10/22/2002 11:00PM

BC Countdown - F&M Turf: No Voodoo Dancer, but a deep, tough field


ARLINGTON HEIGHTS, Ill. - The Breeders' Cup Filly and Mare Turf has come of age quickly, and the field assembled for the race's fourth edition is one of the strongest of this year's Breeders' Cup.

Twelve horses were entered Wednesday in the Filly and Mare Turf, run at 1 1/4 miles over Arlington's broad sweep of turf. With a long run down the stretch and into the first turn, post positions are much less crucial here than in other Cup races. Voodoo Dancer was not entered in the race. Trainer Christophe Clement said Voodoo Dancer had coughed the last two mornings.

Back to defend her Filly and Mare Turf title is Banks Hill, trained for the first time by Bobby Frankel and ridden for the first time by Jerry Bailey. Banks Hill romped at Belmont Park last year by more than five lengths, but her rivals this year are stronger.

They include a pair of 3-year-olds, Islington and Gossamer, who are making their first starts outside Europe, just as Banks Hill did last year. Gossamer's connections had listed the Mile as first preference but chose the Filly and Mare Turf on Wednesday.

Islington is more highly regarded than Gossamer, and like Banks Hill she does not care for soft going and may find a home on a firmer American turf course. But while Banks Hill was more of a miler, Islington has been a 10- and 12-furlong horse this year while winning 4 of 6 starts.

Islington's only poor effort of the season was an eighth-place finish in the June 7 English Oaks, a race run over boggy going. "The ground really pulled her around," said trainer Michael Stoute. "It's well documented; she came out of the race with a lot of soreness."

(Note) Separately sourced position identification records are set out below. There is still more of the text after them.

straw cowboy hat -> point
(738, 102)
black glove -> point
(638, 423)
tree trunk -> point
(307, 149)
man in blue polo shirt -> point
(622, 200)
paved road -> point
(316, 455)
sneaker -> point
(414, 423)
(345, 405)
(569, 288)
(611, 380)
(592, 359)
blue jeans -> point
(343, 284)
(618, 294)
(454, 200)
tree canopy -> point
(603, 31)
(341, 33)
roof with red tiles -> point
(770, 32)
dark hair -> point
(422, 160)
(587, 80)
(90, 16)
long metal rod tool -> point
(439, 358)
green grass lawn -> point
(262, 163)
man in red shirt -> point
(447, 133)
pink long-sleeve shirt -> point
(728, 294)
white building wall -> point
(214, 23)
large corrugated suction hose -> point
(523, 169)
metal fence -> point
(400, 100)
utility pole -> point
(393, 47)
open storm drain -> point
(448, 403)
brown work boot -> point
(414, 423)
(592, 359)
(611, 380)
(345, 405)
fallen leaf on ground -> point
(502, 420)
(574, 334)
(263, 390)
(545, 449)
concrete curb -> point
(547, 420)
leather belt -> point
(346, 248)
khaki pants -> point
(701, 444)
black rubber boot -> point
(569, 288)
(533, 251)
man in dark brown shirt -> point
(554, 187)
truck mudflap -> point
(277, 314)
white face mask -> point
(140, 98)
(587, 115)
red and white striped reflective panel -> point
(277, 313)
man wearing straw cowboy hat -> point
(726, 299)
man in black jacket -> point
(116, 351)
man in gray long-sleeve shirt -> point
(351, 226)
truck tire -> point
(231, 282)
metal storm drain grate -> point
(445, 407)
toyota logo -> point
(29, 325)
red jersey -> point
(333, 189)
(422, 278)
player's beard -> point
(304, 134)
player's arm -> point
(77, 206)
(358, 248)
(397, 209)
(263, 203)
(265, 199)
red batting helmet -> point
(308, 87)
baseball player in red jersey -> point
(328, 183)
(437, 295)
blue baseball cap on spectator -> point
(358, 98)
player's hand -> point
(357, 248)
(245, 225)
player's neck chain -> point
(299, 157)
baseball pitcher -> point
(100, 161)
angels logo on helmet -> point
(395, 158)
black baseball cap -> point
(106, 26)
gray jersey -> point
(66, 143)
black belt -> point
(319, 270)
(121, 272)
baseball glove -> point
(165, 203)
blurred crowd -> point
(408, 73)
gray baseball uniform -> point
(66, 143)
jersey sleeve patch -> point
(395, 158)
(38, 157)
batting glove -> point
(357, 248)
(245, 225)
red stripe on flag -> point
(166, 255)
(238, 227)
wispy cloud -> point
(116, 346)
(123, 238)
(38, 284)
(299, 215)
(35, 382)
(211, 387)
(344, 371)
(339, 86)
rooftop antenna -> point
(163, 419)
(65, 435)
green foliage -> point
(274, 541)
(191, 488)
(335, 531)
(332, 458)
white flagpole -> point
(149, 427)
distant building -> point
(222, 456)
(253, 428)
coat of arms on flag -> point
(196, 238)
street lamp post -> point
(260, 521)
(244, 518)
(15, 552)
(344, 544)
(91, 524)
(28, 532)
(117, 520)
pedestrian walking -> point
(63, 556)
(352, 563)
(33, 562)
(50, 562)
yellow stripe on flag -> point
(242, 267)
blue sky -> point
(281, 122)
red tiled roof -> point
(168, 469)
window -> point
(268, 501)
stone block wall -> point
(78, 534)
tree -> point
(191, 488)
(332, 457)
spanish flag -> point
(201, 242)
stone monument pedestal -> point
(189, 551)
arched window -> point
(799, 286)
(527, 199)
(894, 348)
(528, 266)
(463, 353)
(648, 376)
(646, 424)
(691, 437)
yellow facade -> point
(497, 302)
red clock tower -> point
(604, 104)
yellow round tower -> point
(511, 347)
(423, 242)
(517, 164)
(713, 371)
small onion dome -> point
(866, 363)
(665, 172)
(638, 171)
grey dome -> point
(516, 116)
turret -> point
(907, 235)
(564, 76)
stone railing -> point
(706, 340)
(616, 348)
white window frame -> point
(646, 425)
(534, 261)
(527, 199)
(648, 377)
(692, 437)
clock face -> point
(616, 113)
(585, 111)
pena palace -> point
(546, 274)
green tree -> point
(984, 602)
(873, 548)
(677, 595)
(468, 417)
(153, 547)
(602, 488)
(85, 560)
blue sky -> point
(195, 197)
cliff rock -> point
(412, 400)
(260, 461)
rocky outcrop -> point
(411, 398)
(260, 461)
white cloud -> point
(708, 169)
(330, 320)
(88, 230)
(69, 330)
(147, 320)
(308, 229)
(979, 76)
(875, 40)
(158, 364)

Islington didn't race for almost two months, but was awesome when she returned, winning a pair of Group 1's over older horses by a combined nine lengths. Rested again in mid-August, Islington returned and finished fifth Oct. 6 in the Prix de l'Arc de Triomphe, where she was beaten only two lengths. The effort was a strong one, but some wonder if only three weeks between taxing races could sap a young filly.

"We'd be happy if she hadn't had a hard race in the Arc," Stoute said. "She's already established her class in Europe, but now she's taking on the Americans in their backyard, and that's tough."

The best of the Americans is Golden Apples, a former English filly who heads the American contingent. She solidly defeated Banks Hill in the Grade 1 Yellow Ribbon, the pair's final Breeders' Cup prep. Pat Valenzuela, who is trying to capture his first Breeders' Cup race since 1992, rides Golden Apples.

Three-year-olds make nearly up half the field. Dublino has started only four times in her career, but showed a tremendous late kick in a pair of California races this summer. Riskaverse edged Zenda in the Queen Elizabeth II two weeks ago at Keeneland, and both run back Saturday. In the Grade 1 Flower Bowl, New York's prep for this race, only a neck separated the 3-year-olds Kazzia and Turtle Bow, both of whom are in the Filly and Mare Turf field.

Kazzia finally was able to train again Wednesday at Belmont, where she galloped 1 1/4 miles without incident. Kazzia was found to have a foot abscess Saturday "Right now everything looks fine, but we need to give things a couple days to make sure," said assistant trainer Tom Albertrani.

Five of the 12 entries were supplemented for 9 percent of the base purse, or $90,000, but Starine's fee was waived since her connections paid to run last year. The supplemental fees channeled back into the purse bring it to $1.28 million this year.